Self-assembly methods have the potential to integrate heterogeneous nanoscale objects to create multifunctional systems, with applications ranging from environmental sensing to theranostics. DNA is an ideal system with which to investigate the potential of self-assembly because of its programmability, versatility, and availability. We design DNA structures and DNA-mediated assembly processes to probe the limits of diffusional and driven self-assembly in an effort to elucidate the underlying thermodynamic and kinetic effects that control the speed, yield, and complexity of self-assembled nanostructures. Our research effort involves both experimental and theoretical investigations. We use ensemble fluorescence methods to understand the dynamics of assembly, and single-construct measurements, by transmission electron microscopy, atomic force microscopy, and single-molecule fluorescence to provide insight into the degree of perfection that can be achieved. The self-assembly lab is part of the Microsystems and Nanotechnology Division, where we develop instrumentation beyond the state of the art. Our research program offers a supportive, highly-multidisciplinary environment coupled with outstanding experimental resources.
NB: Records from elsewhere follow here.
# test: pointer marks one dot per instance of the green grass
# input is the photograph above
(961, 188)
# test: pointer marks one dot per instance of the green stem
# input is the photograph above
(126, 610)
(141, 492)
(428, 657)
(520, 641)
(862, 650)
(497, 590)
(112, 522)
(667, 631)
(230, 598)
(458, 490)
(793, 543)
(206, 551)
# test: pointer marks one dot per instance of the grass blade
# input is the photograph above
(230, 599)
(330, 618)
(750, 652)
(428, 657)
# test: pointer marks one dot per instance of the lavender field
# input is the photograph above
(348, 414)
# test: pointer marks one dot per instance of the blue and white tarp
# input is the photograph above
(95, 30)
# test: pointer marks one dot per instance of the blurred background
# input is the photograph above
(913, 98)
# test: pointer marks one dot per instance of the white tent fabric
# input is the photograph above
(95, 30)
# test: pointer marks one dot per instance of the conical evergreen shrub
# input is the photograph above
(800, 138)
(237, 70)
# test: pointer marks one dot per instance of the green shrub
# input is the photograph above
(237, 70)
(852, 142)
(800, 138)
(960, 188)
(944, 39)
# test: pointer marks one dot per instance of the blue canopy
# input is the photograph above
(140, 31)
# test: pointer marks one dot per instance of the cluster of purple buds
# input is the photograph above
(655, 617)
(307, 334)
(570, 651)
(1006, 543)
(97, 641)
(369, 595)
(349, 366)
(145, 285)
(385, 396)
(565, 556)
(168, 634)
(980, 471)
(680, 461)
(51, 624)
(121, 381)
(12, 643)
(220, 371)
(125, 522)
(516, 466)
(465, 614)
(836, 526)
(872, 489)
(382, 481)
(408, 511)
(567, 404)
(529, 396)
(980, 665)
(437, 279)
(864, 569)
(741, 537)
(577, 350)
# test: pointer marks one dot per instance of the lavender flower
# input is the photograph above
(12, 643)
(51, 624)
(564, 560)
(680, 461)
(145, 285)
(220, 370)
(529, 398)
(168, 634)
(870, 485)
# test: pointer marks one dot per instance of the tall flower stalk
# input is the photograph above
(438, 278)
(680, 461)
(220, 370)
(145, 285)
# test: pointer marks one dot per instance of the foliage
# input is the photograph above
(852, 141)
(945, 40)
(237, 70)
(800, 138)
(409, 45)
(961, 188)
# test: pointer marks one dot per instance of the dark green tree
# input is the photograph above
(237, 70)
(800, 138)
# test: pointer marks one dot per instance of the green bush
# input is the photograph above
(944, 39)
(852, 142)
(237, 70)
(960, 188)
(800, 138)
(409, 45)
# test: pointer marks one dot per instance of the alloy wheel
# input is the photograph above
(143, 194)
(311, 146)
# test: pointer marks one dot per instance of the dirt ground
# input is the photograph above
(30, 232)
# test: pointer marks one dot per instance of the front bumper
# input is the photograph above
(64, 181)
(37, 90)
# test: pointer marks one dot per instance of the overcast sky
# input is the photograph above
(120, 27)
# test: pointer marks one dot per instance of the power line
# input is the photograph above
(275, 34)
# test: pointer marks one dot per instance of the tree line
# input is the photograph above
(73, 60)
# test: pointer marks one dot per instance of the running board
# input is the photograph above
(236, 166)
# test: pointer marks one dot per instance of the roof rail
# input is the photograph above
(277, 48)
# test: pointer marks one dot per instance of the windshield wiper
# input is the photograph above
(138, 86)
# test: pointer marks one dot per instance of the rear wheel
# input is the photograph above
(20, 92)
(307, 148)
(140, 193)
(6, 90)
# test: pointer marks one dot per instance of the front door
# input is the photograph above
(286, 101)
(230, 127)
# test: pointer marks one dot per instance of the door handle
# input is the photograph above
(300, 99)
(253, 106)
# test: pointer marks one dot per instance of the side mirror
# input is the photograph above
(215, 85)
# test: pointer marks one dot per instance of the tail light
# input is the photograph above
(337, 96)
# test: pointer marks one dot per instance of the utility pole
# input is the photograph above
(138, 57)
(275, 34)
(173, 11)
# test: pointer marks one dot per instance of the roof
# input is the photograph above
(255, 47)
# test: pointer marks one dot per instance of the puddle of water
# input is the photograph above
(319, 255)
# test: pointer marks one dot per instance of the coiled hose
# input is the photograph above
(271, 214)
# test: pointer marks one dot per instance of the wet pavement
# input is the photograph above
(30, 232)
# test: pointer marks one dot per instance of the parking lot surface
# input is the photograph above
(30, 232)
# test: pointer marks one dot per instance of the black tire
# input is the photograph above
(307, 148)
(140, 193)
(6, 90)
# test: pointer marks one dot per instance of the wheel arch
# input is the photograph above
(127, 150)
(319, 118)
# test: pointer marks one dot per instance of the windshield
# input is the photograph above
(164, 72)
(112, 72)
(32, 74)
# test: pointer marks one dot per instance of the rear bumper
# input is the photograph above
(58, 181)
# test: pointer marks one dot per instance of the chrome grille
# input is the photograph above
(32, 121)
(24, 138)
D. Schiffels, V. A. Szalai, J. A. Liddle, Molecular Precision at Micrometer Length Scales: Hierarchical Assembly of DNA-Protein Nanostructures, ACS Nano 11, 6623-6629 (2017)
J. A. Liddle and G. M. Gallatin, Nanomanufacturing: A Perspective, ACS Nano 10, 2995-3014, (2016)
S. H. Ko and J. A. Liddle, Quantum Dot Fluorescence Lifetime Engineering with DNA Origami Constructs. Angewandte Chemie 52, 1193, (2013)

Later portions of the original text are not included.